Il nostro ex segretario generale delle tute blu con bandiera rossa tuona: ecco, la riforma proposta da Renzi è esattamente figlia della filiera Gelli-Jp Morgan. Loro l’hanno scritta e lui la porta avanti. Renzi agente occulto della banca Jp Morgan, che probabilmente di Renzi  non ha nemmeno il numero di telefono.

Che dire? Questo non è un troll. Troppi libri gialli? Troppi serial tv invece dei sacri testi? Qualche bicchiere di troppo dopo i pasti?

Di questi tempi, però, mancava una vera eroina sulla scena, una dama di classe e con titoli. Ecco allora spuntare Rosy Bindi. Già in passato, alla vigilia delle elezioni amministrative, si era distinta per avere infilato il futuro governatore della  Campania, Vicenzo De Luca, allora solo candidato, in una lista di “impresentabili”. Lei poteva farlo, essendo la presidente della commissione parlamentare antimafia (organismo che bisognerebbe far chiudere dai commessi). “Impresentabili” è una categoria inesistente e sconosciuta ai codici penali di tutto il mondo. Ma fa una certa impressione, soprattutto se sparata in prima pagina. De Luca, naturalmente, viene assolto da tutto. Agli effetti del codice penale è pulito come la stessa Rosy Bindi. Ma lei, tosta, non si arrende.

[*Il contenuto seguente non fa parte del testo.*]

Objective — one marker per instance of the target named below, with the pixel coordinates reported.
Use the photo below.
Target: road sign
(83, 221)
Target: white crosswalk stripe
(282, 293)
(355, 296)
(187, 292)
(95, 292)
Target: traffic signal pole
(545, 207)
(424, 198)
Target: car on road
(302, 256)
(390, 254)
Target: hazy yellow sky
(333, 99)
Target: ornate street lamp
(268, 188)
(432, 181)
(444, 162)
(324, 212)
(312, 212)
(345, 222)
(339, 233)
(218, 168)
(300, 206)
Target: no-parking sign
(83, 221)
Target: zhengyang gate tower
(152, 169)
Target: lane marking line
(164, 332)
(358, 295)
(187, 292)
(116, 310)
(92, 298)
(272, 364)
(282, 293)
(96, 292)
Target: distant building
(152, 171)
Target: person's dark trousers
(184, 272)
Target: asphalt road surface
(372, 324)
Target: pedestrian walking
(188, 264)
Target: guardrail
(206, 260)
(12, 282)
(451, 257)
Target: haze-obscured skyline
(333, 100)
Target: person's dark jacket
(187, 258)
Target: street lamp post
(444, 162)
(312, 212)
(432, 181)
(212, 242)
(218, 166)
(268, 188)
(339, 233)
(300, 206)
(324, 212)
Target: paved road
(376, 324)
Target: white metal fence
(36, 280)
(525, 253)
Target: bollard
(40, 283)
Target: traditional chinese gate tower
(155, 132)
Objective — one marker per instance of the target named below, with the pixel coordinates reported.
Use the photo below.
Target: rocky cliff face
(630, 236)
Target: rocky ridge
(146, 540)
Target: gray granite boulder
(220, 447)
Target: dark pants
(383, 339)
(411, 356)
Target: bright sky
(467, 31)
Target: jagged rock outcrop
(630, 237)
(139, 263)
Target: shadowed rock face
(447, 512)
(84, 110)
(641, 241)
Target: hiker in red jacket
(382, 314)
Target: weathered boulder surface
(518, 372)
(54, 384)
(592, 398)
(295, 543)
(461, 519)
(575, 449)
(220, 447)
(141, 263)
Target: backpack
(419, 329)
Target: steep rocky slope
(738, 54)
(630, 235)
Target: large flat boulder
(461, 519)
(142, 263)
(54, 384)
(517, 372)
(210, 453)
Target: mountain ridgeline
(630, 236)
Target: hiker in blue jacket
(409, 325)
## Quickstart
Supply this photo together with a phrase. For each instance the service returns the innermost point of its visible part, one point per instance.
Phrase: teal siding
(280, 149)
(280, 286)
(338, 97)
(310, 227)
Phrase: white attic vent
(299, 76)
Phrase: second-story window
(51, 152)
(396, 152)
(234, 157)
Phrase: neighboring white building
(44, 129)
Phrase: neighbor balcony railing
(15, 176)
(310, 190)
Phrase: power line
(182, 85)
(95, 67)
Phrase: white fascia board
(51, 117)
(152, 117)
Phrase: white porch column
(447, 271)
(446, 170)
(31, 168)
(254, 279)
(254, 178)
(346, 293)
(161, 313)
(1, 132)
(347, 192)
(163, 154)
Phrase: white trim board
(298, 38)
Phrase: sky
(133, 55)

Qualche giorno fa, a una riunione di sindaci campani del suo partito, De Luca fa campagna per il SI, spiegando che il governo sta mandando molti soldi in Campania e che un’eventuale crisi manderebbe tutto all’aria.

Figurati la presidentessa: la Procura deve indagare, anche noi indagheremo (leggendo i giornali), voto di scambio. Polverone infinito. Però anche lei ha i suoi cinque minuti di popolarità, come la Titti Brunetta.

Il buonsenso vorrebbe che tutte queste storie (vero e proprio ciarpame dell’era contemporanea) venissero gettate nei cestini della carta delle redazioni dei giornali. E invece stanno in prima pagina. Ormai sembra di vivere in un mondo dominato dai troll di Tortona e di Trani. E dai deliri di Rosy Bindi.